- Unit activation
`x_j(t+1) = g(h_j(t)) = g[h(vec x(t), vec w_j(t))]`
-
Only element in the sum of error terms that depends on the weight is
the one for the output unit where that weight ends (j).
(1) `(del E) / (del w_{ji})`
-
Using the chain rule, we can decompose this derivative into two that are easier
to calculate:
(2) `(del E)/(del h_j) (del h_j)/(del w_{ji})`
-
The first derivative can also be decomposed:
(3) `(del E)/(del h_j) = (del E)/(del x_j) (del x_j)/(del h_j)`
-
The first derivative in 3 is easy to figure; it's just
(4) `(del E)/(del x_j) = -(t_j - x_j)`
-
Since the activation of an output unit is the activation function g
applied to the input h, the second derivative in 3 is just
(5) `(del x_j)/(del h_j) = g prime(h_j)`
that is, the derivative of whatever the activation function is at the value
of the current input to unit j.
-
The second derivative in (2) can be figured as follows:
(6) `(del h_j)/(del w_{ji}) = (del sum_k x_k w_{jk})/(del w_{ji}) = x_i`
because none of the other weights or input activations depend on wji.
-
Putting all of the parts together, we get
(7) `(del E)/(del w_{ji}) = -(t_j - x_j) g prime(h_j) x_i`
-
Remember that we want the weight change to be proportional to the negative
of the derivative with respect to the weight.
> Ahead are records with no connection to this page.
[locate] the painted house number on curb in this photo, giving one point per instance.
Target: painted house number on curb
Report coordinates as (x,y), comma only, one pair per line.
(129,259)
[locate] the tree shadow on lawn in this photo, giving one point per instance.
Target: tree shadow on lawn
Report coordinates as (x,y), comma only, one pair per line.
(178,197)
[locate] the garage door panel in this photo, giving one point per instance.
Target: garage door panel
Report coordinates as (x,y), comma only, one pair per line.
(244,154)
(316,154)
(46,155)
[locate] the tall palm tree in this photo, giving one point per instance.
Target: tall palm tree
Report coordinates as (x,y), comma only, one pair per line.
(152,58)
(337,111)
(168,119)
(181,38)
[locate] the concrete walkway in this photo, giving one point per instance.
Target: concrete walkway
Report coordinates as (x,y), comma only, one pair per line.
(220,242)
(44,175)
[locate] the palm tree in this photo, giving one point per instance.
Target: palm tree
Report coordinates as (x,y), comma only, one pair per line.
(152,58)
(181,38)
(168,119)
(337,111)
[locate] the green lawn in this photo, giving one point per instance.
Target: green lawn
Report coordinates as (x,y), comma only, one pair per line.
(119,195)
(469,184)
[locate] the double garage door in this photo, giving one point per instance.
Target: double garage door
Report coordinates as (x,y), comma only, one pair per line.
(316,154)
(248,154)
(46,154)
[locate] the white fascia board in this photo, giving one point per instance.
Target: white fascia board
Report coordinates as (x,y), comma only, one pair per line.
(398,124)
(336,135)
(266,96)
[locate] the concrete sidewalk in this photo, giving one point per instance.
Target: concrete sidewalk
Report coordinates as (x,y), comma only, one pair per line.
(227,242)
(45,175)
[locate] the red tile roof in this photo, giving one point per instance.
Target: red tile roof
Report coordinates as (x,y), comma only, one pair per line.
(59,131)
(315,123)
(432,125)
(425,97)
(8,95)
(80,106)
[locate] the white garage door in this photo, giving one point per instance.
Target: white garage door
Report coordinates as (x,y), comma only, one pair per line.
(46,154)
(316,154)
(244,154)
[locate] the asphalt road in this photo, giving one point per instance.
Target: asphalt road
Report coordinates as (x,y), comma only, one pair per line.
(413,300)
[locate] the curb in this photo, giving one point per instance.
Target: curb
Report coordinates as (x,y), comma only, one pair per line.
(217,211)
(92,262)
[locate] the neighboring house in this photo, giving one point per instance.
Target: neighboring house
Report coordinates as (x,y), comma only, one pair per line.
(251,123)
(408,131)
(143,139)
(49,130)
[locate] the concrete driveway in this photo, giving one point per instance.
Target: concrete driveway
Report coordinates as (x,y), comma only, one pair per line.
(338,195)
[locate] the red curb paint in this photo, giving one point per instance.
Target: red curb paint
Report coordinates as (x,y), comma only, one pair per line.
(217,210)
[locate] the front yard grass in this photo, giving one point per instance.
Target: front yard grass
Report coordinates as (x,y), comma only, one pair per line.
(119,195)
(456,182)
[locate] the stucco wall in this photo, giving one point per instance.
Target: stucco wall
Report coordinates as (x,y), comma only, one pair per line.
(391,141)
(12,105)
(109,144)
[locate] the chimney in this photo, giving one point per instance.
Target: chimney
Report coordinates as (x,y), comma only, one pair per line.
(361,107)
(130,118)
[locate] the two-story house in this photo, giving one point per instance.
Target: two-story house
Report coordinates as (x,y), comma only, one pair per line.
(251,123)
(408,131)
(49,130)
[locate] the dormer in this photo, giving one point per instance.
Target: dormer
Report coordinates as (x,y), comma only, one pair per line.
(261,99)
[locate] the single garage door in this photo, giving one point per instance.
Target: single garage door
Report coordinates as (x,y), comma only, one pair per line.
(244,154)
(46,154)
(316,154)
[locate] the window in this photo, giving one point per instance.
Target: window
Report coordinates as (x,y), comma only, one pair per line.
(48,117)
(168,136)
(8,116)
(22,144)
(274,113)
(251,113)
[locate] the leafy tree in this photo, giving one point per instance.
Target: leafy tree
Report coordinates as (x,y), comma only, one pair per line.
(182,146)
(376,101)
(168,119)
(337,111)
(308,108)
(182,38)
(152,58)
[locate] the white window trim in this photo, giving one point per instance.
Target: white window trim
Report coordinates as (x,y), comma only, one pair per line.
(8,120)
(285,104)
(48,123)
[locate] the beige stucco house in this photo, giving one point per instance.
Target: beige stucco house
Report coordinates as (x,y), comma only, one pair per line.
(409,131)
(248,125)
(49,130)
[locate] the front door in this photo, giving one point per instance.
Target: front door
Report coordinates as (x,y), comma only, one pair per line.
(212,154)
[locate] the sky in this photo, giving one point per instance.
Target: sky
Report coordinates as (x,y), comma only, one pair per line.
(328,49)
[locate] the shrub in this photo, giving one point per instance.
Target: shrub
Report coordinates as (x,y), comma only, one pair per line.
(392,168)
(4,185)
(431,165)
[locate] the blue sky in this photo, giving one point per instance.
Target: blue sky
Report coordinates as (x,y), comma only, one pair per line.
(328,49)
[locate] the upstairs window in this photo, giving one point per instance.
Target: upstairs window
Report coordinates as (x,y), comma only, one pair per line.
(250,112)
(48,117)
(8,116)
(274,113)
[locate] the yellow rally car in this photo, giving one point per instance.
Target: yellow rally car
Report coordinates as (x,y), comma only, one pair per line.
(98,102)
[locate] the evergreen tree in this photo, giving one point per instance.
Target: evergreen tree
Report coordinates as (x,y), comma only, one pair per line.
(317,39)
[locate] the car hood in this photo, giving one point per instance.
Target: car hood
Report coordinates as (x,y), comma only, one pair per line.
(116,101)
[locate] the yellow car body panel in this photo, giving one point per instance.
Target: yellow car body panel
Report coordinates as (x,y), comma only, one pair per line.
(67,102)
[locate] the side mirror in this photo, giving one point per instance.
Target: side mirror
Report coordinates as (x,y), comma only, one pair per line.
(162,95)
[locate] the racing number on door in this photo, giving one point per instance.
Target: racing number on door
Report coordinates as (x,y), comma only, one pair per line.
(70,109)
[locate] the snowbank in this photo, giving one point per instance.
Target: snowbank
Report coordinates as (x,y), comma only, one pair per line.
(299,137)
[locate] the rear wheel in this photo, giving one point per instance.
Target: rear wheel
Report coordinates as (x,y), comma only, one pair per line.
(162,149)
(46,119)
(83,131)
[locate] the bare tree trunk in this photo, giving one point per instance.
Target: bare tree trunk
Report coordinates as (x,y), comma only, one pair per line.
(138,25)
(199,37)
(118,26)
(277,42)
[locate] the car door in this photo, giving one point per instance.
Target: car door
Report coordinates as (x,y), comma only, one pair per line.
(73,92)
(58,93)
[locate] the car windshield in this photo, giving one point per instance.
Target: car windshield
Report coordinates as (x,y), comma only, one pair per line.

So with a learning rate
to control the step size for weight changes, we get the more general
delta (least mean squares) learning rule
(8) `Delta w_{ji} = eta (t_j - x_j) g prime(h_j) x_i`
-
With a linear activation function, the weight change reduces to `eta (t_j - x_j) x_i`.
With the sigmoid, it becomes `eta (t_j - x_j) x_j(1 - x_j) x_i`, with tanh,
`eta (t_j - x_j) (1 - x_j^2) x_i`.